米ドルが軟調、対カナダドルで約5カ月ぶりの安値
2025/12/24 08:51
【ポイント】
・片山財務相は円安を改めてけん制
・米経済指標で市場のFRB金融政策見通しがどのように変化するか
(欧米市場レビュー)
23日、欧米時間の外為市場では米ドルが軟調に推移。欧州時間午前は米国の長期金利(10年物国債利回り)が低下するなか、一時米ドル/円は155.650円、米ドル/カナダドルは1.36873カナダドル、米ドル/シンガポールドルは1.28448シンガポールドルへと下落し、ユーロ/米ドルは1.17966ドル、英ポンド/米ドルは1.35139ドルへと上昇。米ドル/カナダドルは7月下旬以来、米ドル/シンガポールドルは9月下旬以来の安値をつけました。
ただその後、米国の7-9月期GDP(国内総生産)速報値が前期比年率4.3%と市場予想の3.2%を上回ると米ドルは反発。米ドル/円は156.500円近辺へと上昇し、ユーロ/米ドルは1.17600ドル近辺へと下落する場面がありました。
※米GDPの結果について詳しくは、本日の『ファンダメ・ポイント』[米国の7-9月期GDPは好調、10-12月期は?]をご覧ください。
(本日の相場見通し)
片山財務相は23日の閣議後の記者会見で、足もとの為替相場の動向について「ファンダメンタルズを反映しているとは到底思えない。投機的な動きだ」と指摘。「投機的な動きも含めて行き過ぎた動きに対しては対応をとる。フリーハンドだ」と述べて為替介入も辞さない姿勢を示し、円安を改めてけん制しました。
円安(米ドル/円の上昇)が今後一段と進行した場合、本邦当局は実際に為替介入に踏み切るのか、対応が注目されます。
本日は、米国の先週分の新規失業保険申請件数が発表されます(日本時間22:30)。新規失業保険申請件数の市場予想は22.3万件と、前週(22.4万件)から若干減少するとみられています。

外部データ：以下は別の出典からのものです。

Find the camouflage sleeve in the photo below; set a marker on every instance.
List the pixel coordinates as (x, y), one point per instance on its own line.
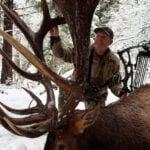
(115, 84)
(59, 51)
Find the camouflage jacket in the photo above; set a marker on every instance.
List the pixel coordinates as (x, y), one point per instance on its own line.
(103, 68)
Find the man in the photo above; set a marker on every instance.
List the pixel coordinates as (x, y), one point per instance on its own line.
(104, 65)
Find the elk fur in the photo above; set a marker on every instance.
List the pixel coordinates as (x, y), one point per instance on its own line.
(124, 125)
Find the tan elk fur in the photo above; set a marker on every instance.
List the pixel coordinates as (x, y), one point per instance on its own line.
(125, 125)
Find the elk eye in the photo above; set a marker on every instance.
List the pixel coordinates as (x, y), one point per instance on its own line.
(61, 147)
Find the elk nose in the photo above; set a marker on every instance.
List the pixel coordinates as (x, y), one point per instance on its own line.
(61, 147)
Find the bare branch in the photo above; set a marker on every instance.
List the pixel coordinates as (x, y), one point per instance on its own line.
(68, 85)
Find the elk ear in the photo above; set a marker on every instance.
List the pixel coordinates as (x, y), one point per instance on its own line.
(83, 120)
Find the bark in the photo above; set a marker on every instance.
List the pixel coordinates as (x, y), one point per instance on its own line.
(6, 73)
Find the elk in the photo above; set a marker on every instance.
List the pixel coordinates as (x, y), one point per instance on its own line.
(123, 125)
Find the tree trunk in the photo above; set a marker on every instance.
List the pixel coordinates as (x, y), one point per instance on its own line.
(6, 73)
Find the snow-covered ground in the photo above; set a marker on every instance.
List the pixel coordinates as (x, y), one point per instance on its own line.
(18, 98)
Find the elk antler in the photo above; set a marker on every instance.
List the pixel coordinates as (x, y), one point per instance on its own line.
(45, 118)
(42, 118)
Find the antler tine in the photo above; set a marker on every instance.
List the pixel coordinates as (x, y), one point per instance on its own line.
(35, 98)
(27, 111)
(50, 93)
(31, 76)
(29, 119)
(27, 132)
(46, 19)
(34, 130)
(68, 85)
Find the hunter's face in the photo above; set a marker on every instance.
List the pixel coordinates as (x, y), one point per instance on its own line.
(101, 42)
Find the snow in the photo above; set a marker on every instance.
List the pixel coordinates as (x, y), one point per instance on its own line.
(127, 25)
(18, 98)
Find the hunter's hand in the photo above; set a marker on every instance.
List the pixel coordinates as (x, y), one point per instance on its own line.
(54, 31)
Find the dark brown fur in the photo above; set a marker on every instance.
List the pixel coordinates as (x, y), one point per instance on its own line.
(124, 125)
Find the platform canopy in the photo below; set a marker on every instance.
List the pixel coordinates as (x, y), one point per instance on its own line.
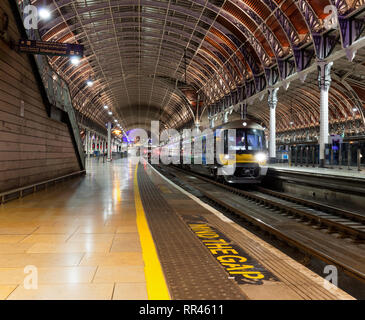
(150, 59)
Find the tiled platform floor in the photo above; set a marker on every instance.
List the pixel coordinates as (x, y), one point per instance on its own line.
(344, 172)
(81, 236)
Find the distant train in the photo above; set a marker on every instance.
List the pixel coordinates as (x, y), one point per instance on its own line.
(249, 146)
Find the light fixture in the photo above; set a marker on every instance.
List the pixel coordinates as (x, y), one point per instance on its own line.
(44, 14)
(75, 60)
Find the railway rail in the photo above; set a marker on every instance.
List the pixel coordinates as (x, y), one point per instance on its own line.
(343, 223)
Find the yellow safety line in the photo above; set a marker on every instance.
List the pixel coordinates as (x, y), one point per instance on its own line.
(155, 280)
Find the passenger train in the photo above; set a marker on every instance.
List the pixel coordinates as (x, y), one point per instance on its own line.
(249, 151)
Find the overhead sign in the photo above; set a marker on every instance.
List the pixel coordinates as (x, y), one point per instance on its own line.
(51, 48)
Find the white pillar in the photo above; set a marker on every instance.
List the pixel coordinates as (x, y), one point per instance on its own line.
(324, 82)
(273, 101)
(109, 141)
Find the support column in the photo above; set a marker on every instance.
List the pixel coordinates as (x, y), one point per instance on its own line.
(324, 82)
(109, 141)
(273, 102)
(86, 142)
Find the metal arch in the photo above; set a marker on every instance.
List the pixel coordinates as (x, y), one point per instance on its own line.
(270, 37)
(284, 21)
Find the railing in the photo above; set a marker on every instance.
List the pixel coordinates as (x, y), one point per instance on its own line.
(349, 156)
(58, 92)
(20, 192)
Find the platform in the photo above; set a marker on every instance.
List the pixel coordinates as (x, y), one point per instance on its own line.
(335, 171)
(123, 232)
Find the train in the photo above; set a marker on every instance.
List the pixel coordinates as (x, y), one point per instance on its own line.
(248, 165)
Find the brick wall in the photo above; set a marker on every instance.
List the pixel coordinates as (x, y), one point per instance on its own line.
(33, 147)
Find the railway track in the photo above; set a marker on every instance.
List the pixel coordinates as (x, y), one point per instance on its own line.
(344, 224)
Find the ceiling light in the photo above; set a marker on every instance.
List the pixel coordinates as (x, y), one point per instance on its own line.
(44, 14)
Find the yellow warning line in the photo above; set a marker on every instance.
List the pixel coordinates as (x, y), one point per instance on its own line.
(155, 280)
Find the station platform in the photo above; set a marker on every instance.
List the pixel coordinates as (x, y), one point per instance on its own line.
(126, 232)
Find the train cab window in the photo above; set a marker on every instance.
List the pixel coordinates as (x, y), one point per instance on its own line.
(255, 140)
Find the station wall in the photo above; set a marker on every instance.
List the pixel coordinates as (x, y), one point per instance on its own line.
(33, 147)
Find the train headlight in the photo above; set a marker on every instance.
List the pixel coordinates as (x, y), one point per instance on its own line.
(261, 157)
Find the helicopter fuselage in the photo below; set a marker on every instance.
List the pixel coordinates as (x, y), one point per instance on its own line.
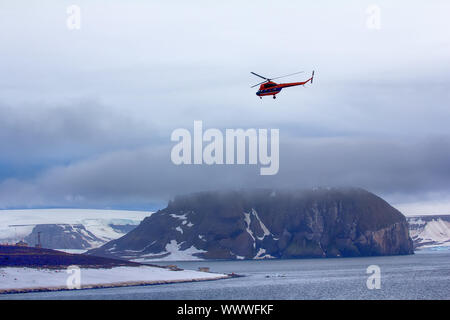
(272, 88)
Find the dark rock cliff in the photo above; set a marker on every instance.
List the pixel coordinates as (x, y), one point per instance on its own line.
(263, 224)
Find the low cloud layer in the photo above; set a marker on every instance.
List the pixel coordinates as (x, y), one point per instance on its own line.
(86, 116)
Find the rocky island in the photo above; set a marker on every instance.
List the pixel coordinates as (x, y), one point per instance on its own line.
(260, 224)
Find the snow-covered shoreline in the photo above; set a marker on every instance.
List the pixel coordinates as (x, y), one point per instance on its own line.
(20, 280)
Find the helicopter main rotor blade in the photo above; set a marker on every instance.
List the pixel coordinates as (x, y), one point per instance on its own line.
(287, 75)
(259, 84)
(259, 76)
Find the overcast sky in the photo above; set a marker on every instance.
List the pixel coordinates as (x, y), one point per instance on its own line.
(86, 115)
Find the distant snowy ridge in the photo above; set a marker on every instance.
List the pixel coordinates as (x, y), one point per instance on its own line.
(73, 229)
(430, 232)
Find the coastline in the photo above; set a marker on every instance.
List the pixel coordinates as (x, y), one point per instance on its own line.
(46, 280)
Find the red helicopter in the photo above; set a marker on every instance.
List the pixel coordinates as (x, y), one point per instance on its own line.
(270, 88)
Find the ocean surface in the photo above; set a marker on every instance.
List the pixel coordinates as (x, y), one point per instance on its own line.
(425, 275)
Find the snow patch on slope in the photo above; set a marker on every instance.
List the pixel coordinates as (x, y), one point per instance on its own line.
(30, 278)
(15, 225)
(172, 253)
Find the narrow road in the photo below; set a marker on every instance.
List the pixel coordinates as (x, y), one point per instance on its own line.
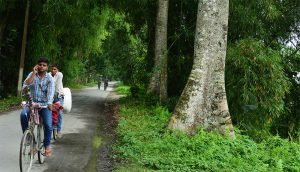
(74, 152)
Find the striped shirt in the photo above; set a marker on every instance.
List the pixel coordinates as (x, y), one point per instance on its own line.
(42, 91)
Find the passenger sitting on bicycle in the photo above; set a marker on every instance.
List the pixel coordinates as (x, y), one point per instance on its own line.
(41, 87)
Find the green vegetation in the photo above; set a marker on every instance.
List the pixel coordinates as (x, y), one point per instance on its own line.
(123, 89)
(144, 143)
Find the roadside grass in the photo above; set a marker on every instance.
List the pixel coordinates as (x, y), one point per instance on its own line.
(123, 89)
(9, 102)
(144, 144)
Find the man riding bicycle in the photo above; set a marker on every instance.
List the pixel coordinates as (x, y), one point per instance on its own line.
(42, 88)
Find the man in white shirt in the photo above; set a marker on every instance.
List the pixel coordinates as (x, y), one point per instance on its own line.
(59, 93)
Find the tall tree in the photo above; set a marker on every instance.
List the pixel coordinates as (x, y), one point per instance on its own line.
(203, 101)
(24, 40)
(158, 81)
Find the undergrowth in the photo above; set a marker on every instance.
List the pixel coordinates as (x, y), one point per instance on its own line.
(143, 140)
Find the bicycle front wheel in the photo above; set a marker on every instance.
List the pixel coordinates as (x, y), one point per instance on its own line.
(40, 143)
(26, 151)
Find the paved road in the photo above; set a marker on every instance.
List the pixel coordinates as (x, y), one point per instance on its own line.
(73, 152)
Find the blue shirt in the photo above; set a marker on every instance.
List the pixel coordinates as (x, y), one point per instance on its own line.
(42, 91)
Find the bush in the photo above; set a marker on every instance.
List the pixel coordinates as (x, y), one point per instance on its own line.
(144, 140)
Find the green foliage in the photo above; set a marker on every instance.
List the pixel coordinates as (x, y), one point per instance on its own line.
(143, 140)
(256, 92)
(125, 52)
(123, 89)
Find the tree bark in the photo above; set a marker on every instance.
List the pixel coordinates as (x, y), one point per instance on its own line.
(3, 23)
(203, 102)
(24, 40)
(158, 81)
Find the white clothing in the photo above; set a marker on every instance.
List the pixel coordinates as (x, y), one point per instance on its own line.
(58, 84)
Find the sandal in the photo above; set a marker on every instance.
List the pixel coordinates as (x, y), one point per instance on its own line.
(48, 152)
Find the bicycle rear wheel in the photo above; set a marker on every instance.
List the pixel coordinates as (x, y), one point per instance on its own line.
(40, 143)
(26, 151)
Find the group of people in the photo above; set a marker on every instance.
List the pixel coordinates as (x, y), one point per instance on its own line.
(45, 88)
(105, 80)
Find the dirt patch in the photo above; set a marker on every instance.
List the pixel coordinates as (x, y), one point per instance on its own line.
(107, 133)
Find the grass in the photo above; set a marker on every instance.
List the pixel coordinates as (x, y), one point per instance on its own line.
(123, 89)
(144, 144)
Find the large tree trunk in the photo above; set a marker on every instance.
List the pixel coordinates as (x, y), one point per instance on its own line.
(24, 40)
(203, 102)
(158, 81)
(3, 23)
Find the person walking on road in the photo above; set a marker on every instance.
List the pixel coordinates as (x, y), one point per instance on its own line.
(41, 86)
(59, 93)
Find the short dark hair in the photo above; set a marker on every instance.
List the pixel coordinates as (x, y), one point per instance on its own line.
(55, 65)
(43, 60)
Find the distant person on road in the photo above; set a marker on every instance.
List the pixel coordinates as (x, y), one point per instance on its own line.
(59, 93)
(41, 86)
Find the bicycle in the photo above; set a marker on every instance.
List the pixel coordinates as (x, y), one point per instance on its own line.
(32, 143)
(55, 113)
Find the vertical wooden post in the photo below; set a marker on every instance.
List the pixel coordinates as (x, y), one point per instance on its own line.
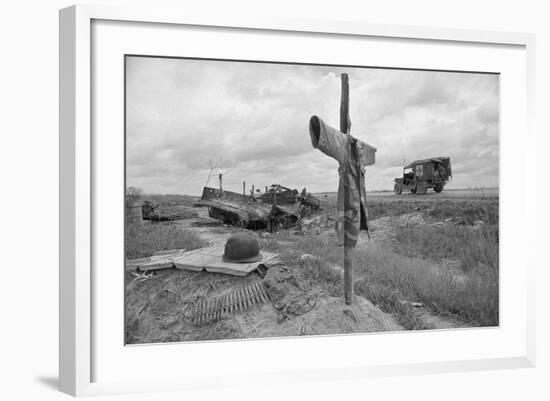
(345, 126)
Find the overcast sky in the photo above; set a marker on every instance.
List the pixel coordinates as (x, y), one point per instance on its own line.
(254, 118)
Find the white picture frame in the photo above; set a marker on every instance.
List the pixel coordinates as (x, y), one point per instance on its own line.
(79, 345)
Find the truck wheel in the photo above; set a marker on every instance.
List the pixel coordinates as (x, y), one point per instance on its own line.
(397, 188)
(421, 188)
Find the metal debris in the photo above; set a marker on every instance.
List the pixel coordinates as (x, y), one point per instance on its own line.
(236, 301)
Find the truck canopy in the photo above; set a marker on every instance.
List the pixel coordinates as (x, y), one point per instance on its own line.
(444, 160)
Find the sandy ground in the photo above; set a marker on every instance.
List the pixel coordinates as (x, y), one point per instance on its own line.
(157, 302)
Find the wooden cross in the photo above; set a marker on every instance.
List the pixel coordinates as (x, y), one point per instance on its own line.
(345, 127)
(337, 143)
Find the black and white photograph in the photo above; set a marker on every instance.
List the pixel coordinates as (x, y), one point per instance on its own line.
(269, 199)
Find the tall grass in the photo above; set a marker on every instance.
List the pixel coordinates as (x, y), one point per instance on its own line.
(387, 278)
(145, 239)
(475, 248)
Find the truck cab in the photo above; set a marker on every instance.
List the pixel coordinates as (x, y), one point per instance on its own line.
(421, 175)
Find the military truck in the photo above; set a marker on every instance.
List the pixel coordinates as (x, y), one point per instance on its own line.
(421, 175)
(278, 207)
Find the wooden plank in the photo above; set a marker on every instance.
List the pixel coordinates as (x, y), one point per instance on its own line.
(345, 125)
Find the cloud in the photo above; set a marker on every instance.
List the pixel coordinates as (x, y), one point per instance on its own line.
(182, 113)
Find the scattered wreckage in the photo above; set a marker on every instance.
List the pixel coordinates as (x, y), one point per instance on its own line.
(278, 207)
(421, 175)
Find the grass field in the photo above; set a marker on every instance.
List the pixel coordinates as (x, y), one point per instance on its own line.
(145, 239)
(448, 260)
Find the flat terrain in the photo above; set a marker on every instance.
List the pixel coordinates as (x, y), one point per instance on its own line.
(431, 262)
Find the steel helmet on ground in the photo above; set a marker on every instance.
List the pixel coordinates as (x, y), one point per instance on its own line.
(242, 248)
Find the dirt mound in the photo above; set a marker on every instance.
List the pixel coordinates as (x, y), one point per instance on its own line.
(158, 306)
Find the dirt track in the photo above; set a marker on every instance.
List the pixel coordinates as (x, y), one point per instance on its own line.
(447, 194)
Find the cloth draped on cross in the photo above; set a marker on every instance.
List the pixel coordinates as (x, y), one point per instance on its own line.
(352, 155)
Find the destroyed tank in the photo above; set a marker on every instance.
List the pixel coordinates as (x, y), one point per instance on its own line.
(278, 207)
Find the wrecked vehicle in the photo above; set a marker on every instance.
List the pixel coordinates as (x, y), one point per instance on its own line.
(421, 175)
(278, 207)
(150, 211)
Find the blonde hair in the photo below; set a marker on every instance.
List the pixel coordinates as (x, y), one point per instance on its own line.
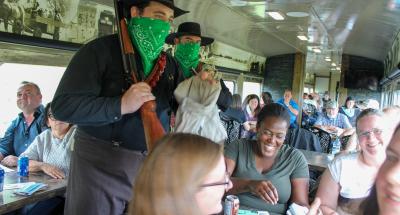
(172, 175)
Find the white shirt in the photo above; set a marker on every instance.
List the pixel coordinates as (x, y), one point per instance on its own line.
(355, 179)
(49, 149)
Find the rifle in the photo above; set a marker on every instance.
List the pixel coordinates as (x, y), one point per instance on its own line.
(153, 129)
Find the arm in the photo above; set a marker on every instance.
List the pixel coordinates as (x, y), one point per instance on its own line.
(53, 171)
(328, 192)
(7, 141)
(77, 99)
(299, 191)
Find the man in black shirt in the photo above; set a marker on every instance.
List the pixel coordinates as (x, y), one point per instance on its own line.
(188, 40)
(94, 94)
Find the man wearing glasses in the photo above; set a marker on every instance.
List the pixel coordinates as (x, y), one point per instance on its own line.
(23, 129)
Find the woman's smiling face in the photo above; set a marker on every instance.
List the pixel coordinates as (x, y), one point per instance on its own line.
(271, 135)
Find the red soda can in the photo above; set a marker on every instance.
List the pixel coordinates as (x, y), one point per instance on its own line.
(231, 205)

昨日の米GDPの強い結果を受け、市場ではFRB(米連邦準備制度理事会)による追加利下げ観測が後退。CMEのFedWatchツールによると、市場が織り込む追加利下げの確率は、26年1月のFOMC(米連邦公開市場委員会)が22日時点の約2割から15%程度へ、3月までが5割強から5割弱へとそれぞれ低下しました。
新規失業保険申請件数が市場予想よりも強い結果になれば、追加利下げ観測は一段と後退する可能性があります。その場合、米ドル/円や米ドル/カナダドル、米ドル/シンガポールドルは堅調に推移し、ユーロ/米ドルや英ポンド/米ドルは軟調に推移しそうです。
※ユーロ/米ドルのテクニカル分析は、本日の『テクニカル・ポイント』[ユーロ/米ドル、もう一段の上値トライとなるか]をご覧ください(お客様専用ページへのログインが必要です)。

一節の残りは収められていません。